Q There is a constant clicking noise that comes from the central area of the instrument panel of my 2003 Pontiac Grand Am. It sounds like the turn-signal flasher unit turning on and off. The turn signals don't flash while this is happening, but the sound disappears when either turn signal is actuated.
I found an article online that said this sound is caused by a contaminated multifunctional switch. It said to remove the multifunctional switch and clean out all excess lubricant, reinstall the switch and problem will be solved. The dealer mechanic told me the switch was sealed, so the only solution would be to replace the switch for $500.
A According to my Alldata automotive database, the repair time for replacing the multifunction switch in your vehicle is 1.1 hours, and the switch price is about $240. In addition, the air bag has to be safely disabled while replacing the switch. You might price this job from an independent shop and ask if they can fix the original switch. The problem, of course, is that if they clean the switch but it develops the problem again, who's responsible?
Q I have a '99 Audi A6. Last December I had the front brakes and rotors replaced. Recently, my local mechanic couldn't rotate my tires because one of the lug nuts was stuck. He claimed it was cross-threaded and that I should take it back to the brake shop. The brake shop couldn't get the lug nut to budge either and claimed that it is most likely rusted on. From what I understand, getting the wheel off will most likely damage the rim beyond repair. How can I dispute the claim that the lug nut is rusted on vs. cross-threaded?
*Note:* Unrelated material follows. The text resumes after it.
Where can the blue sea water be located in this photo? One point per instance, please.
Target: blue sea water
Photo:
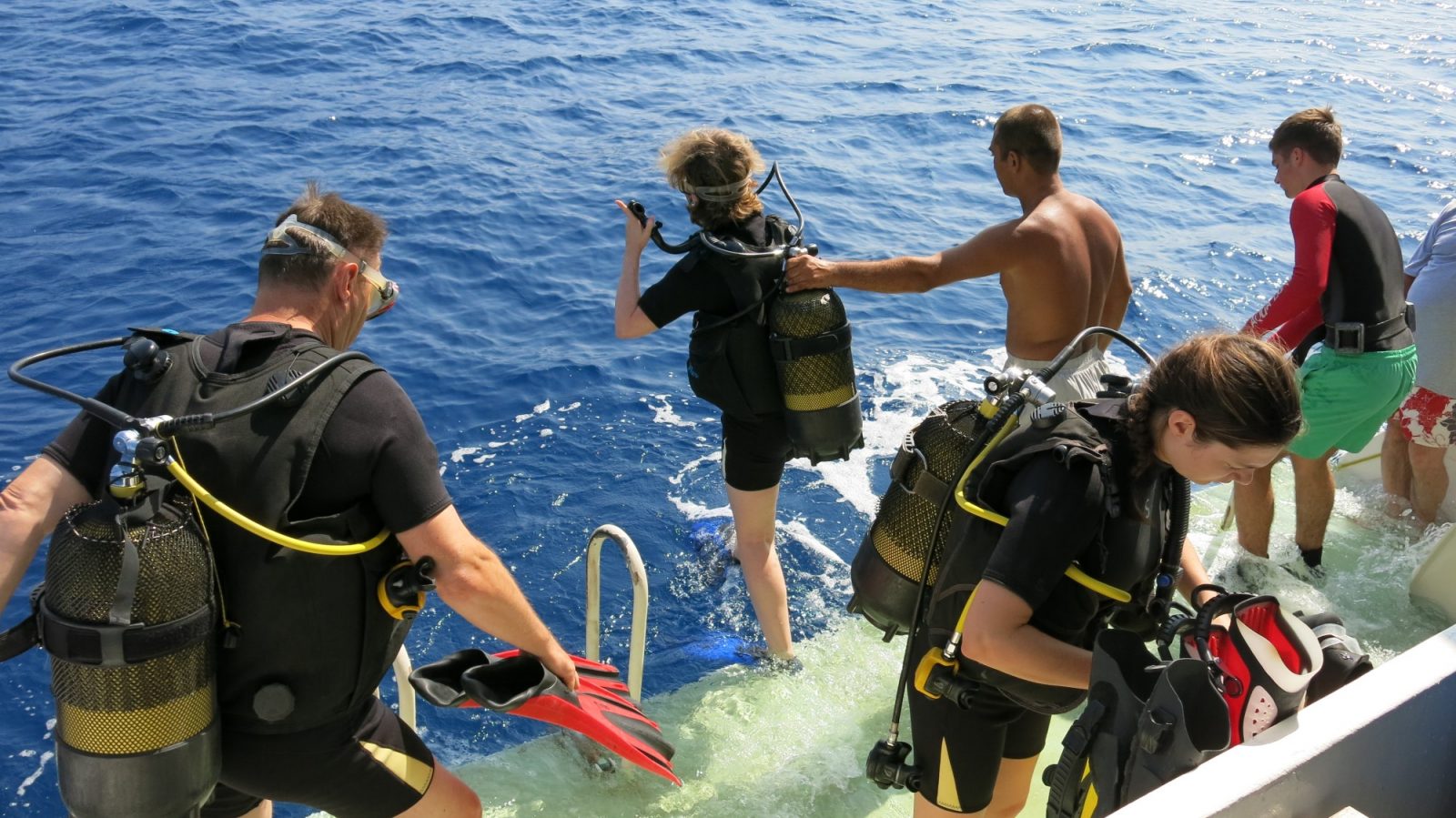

A Don't give up yet. I've never seen a lug nut that was so rusted on that it could not be removed. Years ago I tried to remove the lug nuts on my M37 three-quarter-ton military truck. The huge lugs hadn't been off in decades, and I couldn't budge them with my half-inch drive impact wrench. I managed to get one off by heating it with my oxy-acetylene torch before I got smart and took the truck to my local truck repair shop. They had a three-quarter or one-inch drive impact wrench that spun the lug nuts off relatively easily.
So, like Tim the Tool Man used to say, "more power"! Because of the alloy wheels, heat might damage the wheel. Worst-case scenario would be to break off the stud to remove the wheel, then install a replacement wheel stud.